Gli antichi greci innalzavano al rango di semidei i loro eroi: il terzo millennio ci ha reso più dissacranti ma non per questo meno superstiziosi. Il personaggio famoso non vive come noi, non mangia come noi, e quando muore c’è sempre qualcosa dietro. Il fatto che qualcuno abbia fatto qualcosa di straordinario, o almeno attenzionabile nella propria esistenza, gli dà uno status di “superumano”: è questo che chiamiamo effetto alone. La scomparsa di icone dei nostri tempi come Bowie e Prince ha messo in discussione un nostro assunto implicito, che sentiamo la necessità di riconfermare: per questo le morti celebri ci colpiscono tanto, spesso anche più del valore specifico che il defunto ha avuto nella nostra esistenza.

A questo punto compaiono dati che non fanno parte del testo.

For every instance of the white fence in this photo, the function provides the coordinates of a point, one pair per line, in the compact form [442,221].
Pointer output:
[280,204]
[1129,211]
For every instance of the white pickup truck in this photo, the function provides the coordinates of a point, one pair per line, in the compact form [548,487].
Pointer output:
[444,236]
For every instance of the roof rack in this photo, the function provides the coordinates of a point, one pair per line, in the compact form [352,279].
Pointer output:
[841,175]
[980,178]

L’Effetto Rosenthal: chi cerca trova. Anche il morto
Allora, abbiamo appreso che muoiono anche le persone famose. Ne sono morte parecchie, peraltro. Cosa troveremo sui giornali? Altre notizie di morti. Questo avviene per due ragioni:
La prima è che noi siamo naturalmente attratti da quello che conferma il nostro pensiero.

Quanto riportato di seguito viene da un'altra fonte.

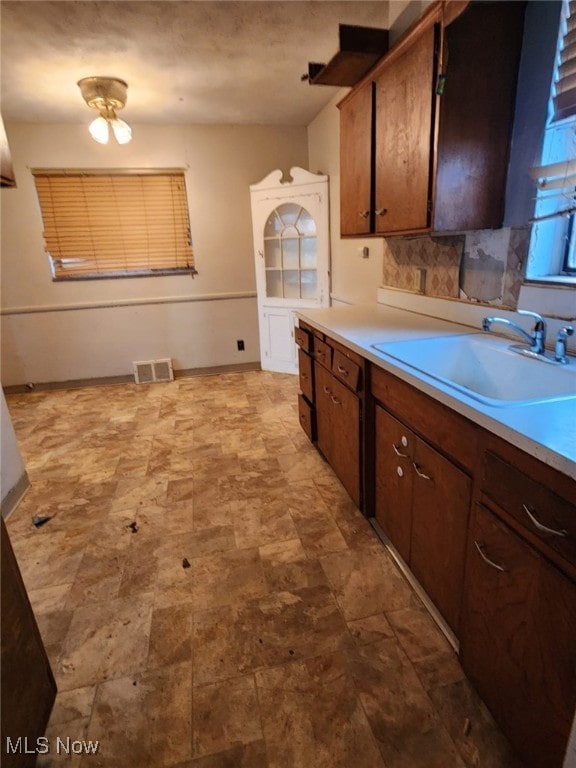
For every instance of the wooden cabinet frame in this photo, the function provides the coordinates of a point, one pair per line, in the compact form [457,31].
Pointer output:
[437,156]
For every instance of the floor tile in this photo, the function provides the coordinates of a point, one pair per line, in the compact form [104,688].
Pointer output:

Robert Rosenthal, il primo a studiare l’omonimo effetto (detto anche “effetto pigmalione” o della “profezia che si autoavvera”), mostrò come, dando a uno sperimentatore i topolini selezionati casualmente e informandolo che sono dotati di scarsa capacità, questi risultino tali ai test sperimentali. Le stesse cavie, presentate successivamente allo sperimentatore come molto intelligenti, producono risultati eccellenti. Quindi, se noi pensiamo che nel 2016 sta morendo chiunque, troveremo sui giornali ogni minuscolo trafiletto sulle morti celebri.
La seconda è che i media ci “accontentano”

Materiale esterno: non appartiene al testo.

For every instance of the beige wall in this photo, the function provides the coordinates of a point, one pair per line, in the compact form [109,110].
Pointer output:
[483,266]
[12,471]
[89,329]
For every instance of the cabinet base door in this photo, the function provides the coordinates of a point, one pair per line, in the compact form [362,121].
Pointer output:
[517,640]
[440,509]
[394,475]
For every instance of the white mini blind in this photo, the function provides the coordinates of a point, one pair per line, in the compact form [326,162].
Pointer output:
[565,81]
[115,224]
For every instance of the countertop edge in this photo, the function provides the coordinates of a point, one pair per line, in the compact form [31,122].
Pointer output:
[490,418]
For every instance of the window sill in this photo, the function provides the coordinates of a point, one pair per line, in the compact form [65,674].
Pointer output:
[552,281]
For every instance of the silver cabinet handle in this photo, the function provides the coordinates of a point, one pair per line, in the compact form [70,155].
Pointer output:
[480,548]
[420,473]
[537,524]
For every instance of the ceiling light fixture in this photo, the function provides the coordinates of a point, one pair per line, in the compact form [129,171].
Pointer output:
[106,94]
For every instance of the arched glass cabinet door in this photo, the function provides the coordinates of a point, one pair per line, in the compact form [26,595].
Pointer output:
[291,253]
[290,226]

Vi è mai capitato di cercare su un computer pubblico dell’intimo carino, rinnovare l’accesso e trovare pubblicità di lingerie a piè sospinto? Ecco, sappiamo tutti che il web non dimentica: paghiamo i servizi che i motori di ricerca ci danno gratuitamente cedendo un’impressionante mole di informazioni personali. Dal punto di vista commerciale, questo permette di ricostruire un profilo quasi perfetto delle nostre abitudini ed inclinazioni: ad ogni click, salirà quindi la probabilità che appaiano pubblicità a tema con le nostre preferenze, e che quindi si compri qualcosa. Questo avviene anche con le notizie che cerchiamo, chiaramente. Infine, molto più semplicemente, i giornali ripropongono con maggiore frequenza le notizie più pregnanti per i propri lettori: le morti celebri fanno parte di queste.
In breve:
Quando siamo chiamati a stimare la frequenza di un evento, spesso siamo distratti da una serie di elementi che non hanno nulla a che fare con i fatti: l’esempio dei morti del 2016 ci dimostra come bastino pochi meccanismi cognitivi ad offuscare la nostra oggettività. Quando parliamo di informazioni tutto sommato poco rilevanti per il nostro benessere, una stima più o meno precisa non ci creerà particolari problemi: se, tuttavia, applichiamo le stesse euristiche per prendere decisioni significative, le conseguenze possono essere ben più gravi. Prestiamo quindi attenzione ai nostri ragionamenti interiori: è vero, non sempre abbiamo tutte le informazioni che ci servirebbero per assumere una decisione davvero ponderata, ma è importante verificare che quanto già sappiamo sia reale, o quanto meno il più vicino possibile al vero.